Study on material removal mechanism in ultrasonic chemical assisted polishing of silicon carbide

Abstract

An ultrasonic chemical assisted polishing (UCAP) method exploiting the recombination mechanism of ultrasonic vibration, Fenton oxidation and mechanical impact is proposed for efficient finishing of silicon carbide (SiC). Experiments and theoretical analyses were performed to explore the effect of H2O2 content, FeSO4 content and ultrasonic amplitude on removal rate and surface roughness of UCAP and material removal mechanism. The combined interactions of ultrasonic and Fenton oxidation achieved superior polished efficiency and quality with a 19.51 % improvement in MRR and a 18.3 % increase in Ra compared to MP. This originates from the synergistic effect of oxidation of OH generated by chemical polishing slurry and the promotion of mechanical removal of abrasives and oxidation rate of SiC by ultrasonic vibration.

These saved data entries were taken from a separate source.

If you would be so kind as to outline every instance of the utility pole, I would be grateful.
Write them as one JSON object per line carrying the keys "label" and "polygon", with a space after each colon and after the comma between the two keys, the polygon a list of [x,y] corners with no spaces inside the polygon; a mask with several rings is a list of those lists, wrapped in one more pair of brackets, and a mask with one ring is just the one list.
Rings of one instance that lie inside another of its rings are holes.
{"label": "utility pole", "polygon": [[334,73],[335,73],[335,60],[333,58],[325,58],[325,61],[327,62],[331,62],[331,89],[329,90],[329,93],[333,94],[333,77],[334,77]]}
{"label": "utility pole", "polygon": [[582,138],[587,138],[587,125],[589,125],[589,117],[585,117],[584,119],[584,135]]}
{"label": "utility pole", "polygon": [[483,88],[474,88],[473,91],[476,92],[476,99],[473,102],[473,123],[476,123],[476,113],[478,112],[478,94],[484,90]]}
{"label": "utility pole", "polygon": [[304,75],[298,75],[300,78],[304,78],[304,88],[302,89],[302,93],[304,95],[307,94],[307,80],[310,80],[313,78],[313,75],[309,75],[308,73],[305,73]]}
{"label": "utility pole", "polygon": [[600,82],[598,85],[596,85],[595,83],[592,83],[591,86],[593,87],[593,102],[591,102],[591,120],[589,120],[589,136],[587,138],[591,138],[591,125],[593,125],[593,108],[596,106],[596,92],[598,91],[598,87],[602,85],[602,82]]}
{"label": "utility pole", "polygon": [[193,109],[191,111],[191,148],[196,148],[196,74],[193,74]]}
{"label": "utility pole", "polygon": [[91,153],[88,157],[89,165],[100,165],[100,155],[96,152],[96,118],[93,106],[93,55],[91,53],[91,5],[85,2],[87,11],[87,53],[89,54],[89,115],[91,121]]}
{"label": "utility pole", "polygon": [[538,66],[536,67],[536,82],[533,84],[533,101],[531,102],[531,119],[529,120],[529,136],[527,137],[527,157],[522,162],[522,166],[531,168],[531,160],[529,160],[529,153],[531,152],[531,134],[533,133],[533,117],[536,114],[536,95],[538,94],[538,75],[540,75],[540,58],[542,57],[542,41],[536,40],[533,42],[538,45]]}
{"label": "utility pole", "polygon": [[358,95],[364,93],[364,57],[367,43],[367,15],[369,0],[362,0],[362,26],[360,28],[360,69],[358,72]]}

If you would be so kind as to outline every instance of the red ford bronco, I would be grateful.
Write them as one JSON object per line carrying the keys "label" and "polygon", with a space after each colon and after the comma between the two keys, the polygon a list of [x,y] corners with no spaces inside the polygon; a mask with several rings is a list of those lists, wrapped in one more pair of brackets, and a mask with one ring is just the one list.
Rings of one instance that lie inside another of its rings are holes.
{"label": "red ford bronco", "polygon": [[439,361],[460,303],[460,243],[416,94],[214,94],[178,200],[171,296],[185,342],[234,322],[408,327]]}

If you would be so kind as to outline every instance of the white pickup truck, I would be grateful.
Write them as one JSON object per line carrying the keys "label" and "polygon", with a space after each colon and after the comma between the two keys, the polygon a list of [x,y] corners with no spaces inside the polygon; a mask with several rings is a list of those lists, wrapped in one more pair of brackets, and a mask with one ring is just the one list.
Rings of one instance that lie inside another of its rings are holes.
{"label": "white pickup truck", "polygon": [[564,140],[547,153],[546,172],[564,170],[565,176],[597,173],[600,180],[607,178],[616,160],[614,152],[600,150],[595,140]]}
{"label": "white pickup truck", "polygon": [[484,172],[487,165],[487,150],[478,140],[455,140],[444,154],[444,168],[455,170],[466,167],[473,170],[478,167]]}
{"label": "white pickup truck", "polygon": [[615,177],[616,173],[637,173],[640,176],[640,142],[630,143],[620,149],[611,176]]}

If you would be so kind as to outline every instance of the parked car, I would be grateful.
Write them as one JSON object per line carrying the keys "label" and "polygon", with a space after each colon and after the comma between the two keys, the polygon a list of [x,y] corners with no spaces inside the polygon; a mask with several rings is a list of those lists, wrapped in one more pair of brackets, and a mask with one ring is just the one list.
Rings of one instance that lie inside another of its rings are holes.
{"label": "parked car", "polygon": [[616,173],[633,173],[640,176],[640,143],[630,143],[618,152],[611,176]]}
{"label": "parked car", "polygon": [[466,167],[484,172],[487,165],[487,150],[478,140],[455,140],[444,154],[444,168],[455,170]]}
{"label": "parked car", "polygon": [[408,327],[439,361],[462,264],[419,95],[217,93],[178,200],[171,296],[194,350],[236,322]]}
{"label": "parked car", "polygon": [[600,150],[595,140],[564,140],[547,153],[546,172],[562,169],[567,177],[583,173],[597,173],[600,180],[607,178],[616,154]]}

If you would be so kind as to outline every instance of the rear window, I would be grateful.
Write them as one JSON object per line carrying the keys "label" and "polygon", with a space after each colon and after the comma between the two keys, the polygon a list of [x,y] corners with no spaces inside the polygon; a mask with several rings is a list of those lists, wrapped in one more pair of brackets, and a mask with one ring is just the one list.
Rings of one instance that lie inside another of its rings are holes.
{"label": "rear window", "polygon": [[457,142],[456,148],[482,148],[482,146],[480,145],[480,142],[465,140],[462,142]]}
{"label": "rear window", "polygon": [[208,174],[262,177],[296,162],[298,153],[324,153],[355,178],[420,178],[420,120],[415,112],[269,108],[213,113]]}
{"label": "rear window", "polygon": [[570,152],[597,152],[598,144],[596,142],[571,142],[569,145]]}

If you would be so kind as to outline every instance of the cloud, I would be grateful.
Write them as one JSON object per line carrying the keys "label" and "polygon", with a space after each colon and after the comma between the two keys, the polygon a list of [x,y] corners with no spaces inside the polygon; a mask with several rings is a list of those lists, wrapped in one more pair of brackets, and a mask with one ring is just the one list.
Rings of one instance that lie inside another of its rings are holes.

Excessive FeSO4 and insufficient H2O2 can induce flocculent precipitates, thus reducing the MRR of SiC UCAP. Moreover, a larger ultrasonic amplitude generated a greater MRR, but with a smaller deterioration of the machined surface. This investigation reveals that UCAP is a progressive precision machining approach for optical ceramic materials polishing. The proposed polishing process will promote hybrid processing technologies research and simplify the existing SiC machining process to achieve extremely efficient polishing of SiC.